Feds and states diverge on patients’ use of drug coupons
A final regulation issued by the Centers for Medicare and Medicaid Services (CMS) is at odds with state policies over whether to limit drug coupons. At issue are coupons and copay assistance programs that drug companies offer patients to help cover the cost of expensive drugs, usually so-called specialty drugs often used for chronic conditions such as arthritis. Insurers and employers say that this type of assistance is often only offered when a patient is close to meeting their deductible and thus pushes the cost onto the insurer once the patient has met the threshold. Instead, insurers and employers argue that drug manufacturers should lower their costs.
One way that insurers and employers can restrict the use of coupons is by refusing to count them toward the patient’s deductible. For example, suppose a patient needs a drug that will cost $200 out of pocket on his insurer’s formulary, but he uses a $50 coupon from the drug’s manufacturer and pays $150 out of pocket. Although the patient has “spent” $200, the insurer will only count $150 toward the patient’s deductible.

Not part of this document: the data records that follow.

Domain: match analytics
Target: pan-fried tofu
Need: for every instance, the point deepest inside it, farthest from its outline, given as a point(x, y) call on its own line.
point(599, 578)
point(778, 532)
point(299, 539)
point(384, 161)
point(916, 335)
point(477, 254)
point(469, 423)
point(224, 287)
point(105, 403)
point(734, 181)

This process is called an “accumulator,” as the accumulated amount of coupons, discount cards, or other patient assistance programs are not counted towards a patient’s out-of-pocket costs that are applied toward deductibles. According to a report by the National Business Group on Health, 29 percent of employers surveyed said they would be adopting an accumulator this year, up from 17 percent in 2018. Insurers and employers argue that coupons and similar third-party arrangements may entice patients to stick with higher-priced drugs over lower-priced alternatives such as generic drugs. Additionally, insurers and employers argue that couponing hurts other customers: if coupons can count toward a patient’s deductible, then it’s more likely that the patient will reach the deductible and have all of her costs covered entirely by the insurer. However, the insurer spreads that patient’s costs across its entire pool of customers, meaning their insurance premiums will rise.

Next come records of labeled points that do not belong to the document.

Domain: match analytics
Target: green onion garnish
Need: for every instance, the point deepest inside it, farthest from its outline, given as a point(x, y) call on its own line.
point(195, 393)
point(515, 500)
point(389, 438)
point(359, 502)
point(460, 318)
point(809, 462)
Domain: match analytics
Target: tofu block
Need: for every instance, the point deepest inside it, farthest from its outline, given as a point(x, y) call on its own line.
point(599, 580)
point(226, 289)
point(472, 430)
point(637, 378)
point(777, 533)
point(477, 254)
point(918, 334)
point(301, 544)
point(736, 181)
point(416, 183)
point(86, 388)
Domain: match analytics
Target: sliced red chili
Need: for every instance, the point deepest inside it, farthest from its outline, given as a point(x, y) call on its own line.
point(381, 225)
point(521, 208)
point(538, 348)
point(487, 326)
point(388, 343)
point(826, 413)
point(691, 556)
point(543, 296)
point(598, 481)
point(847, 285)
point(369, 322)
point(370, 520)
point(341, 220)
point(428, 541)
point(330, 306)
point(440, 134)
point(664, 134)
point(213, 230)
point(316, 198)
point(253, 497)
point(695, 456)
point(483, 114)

But several patient advocacy groups argue that coupons may be the only reason that a patient can even afford to purchase a drug. Further, they note that coupons do not change the patient’s share of a drug’s cost—they only make it easier for a patient to afford his share. These groups successfully convinced Virginia and West Virginia to pass bans on accumulators in state insurance marketplaces, and bills are pending in at least seven states, including ERC states Massachusetts, Rhode Island, and Connecticut. Last year, patient groups engaged in a letter writing campaign to urge state insurance commissioners to investigate the effect of accumulators on individuals with chronic conditions.
However, in its regulation for insurance plans under the Affordable Care Act, CMS indicated that it shared employers’ and insurers’ concerns about drug coupons. Under the final regulation, CMS will allow insurers beginning in 2020 to establish an accumulator but only in instances where a generic alternative existed: “insurers can, but do not have to, count any form of direct support from a drug manufacturer towards the deductible or annual maximum limit on out-of-pocket costs if a brand-name drug has a generic equivalent. Insurers cannot adopt accumulator adjustment programs for brand name drugs when no generic equivalent exists.” While this regulation would not preempt state laws that prohibit accumulators, the different approaches to couponing demonstrate how complex it is for policymakers to address the drug pricing debate.